The news had set Nadezhda's head spinning. They were figures from her past, any news of them was surreal. And yet it was also disturbing. One of them was out of prison. She remembered Diana clearly. The woman had hated her from the moment that they first met. She had been imprisoned and nearly killed because of Diana's actions...

As for Vladimir, the mental leader of the group... She wouldn't mourn his death. "Well... He was old and insane, so that isn't a surprise," She replied, "As for her, won't your lot catch her?" Maria was a police officer in Yaroslavl, where the group had lived and later been imprisioned.

"That's where it gets difficult. He was murdered. Strangled. And she's still missing..." Maria continued, delving deeper into the maddening case.

"But they were in seperate prisions, she can't have..." Nadezhda started muse over the implications of it all.

"Exactly, so she didn't kill him, but she disappeared a day after he died. I don't think that's a coincidence."

"Did she know he was dead?" Nadezhda pressed, hoping they could piece this all together.

"She's his granddaughter, of course she was told," Maria replied.

After that last comment, she had to rush off back to her final wedding plans, leaving Nadezhda with a lot to think about. What had happened to Vladimir? Where was Diana and what was she planning? Would she hunt her down? She had, after all, been heavily involved in the case that had sent them to prison...

Then there was the added stress of the long journal to Yaroslavl for the wedding. It was 173 miles away, but they had to be there. Her mother was one of the witnesses, making it all more important.

And, since her mother didn't drive and she did, she found herself making the journey in her messed up state of mind. With her excitable Aunt, Ekaterina, and her bubbly best friend, Sof, in the back of her car, talking loudly. Even her mother was quite cheerful about the wedding, and she felt bad for being so tired and stressed as she drove them there in silence.

Now, though, she was standing outside the church in the fresh spring air, and it seemed as though she had worried too soon, over too little. The wedding had been the best part of her week, and right now, all she had to do was celebrate with her family and friends.

She stood against the wall with her mother and Ekaterina as they waited for the couple to finish signing the register and join them for the photos. Sof bounced over to them, "Wasn't that sweet?" She commented with a smile, "Though... Who is that woman, Nadya? The one who keeps staring at you..." She added curiously.

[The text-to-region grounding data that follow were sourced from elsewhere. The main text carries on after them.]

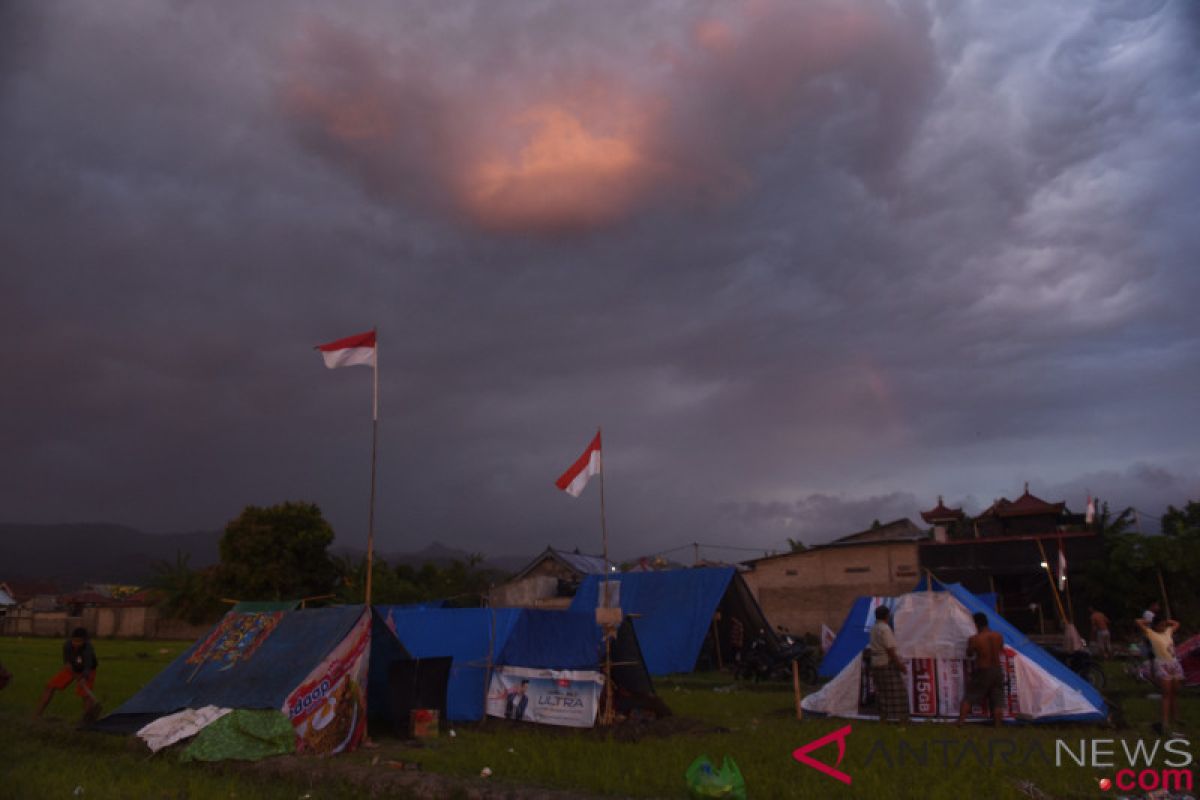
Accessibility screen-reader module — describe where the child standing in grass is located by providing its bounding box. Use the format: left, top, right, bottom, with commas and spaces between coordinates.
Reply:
34, 626, 98, 720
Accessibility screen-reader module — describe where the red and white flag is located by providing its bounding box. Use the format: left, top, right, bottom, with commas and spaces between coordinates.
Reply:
316, 330, 376, 369
555, 431, 602, 498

As one, the four women looked over to where the woman in black stood, examining Nadezhda carefully. When she saw them looking, she flushed and turned away.

"I don't know. She was looking at me during the ceremony too. I swear she's familiar. I ought to know her, but I don't..." Nadezhda replied, still trying to place her.

"Ah," Sof nodded, "I wondered if she might be here to make trouble. Only she's got that band aid on her cheek, just where all the Volkovs had those weird scars..." She mused aloud, "I'm probably just paranoid though," She shrugged it off.

If you are, I am too, Nadezhda thought, silently staring after the woman and wondering how she could have missed a detail like that.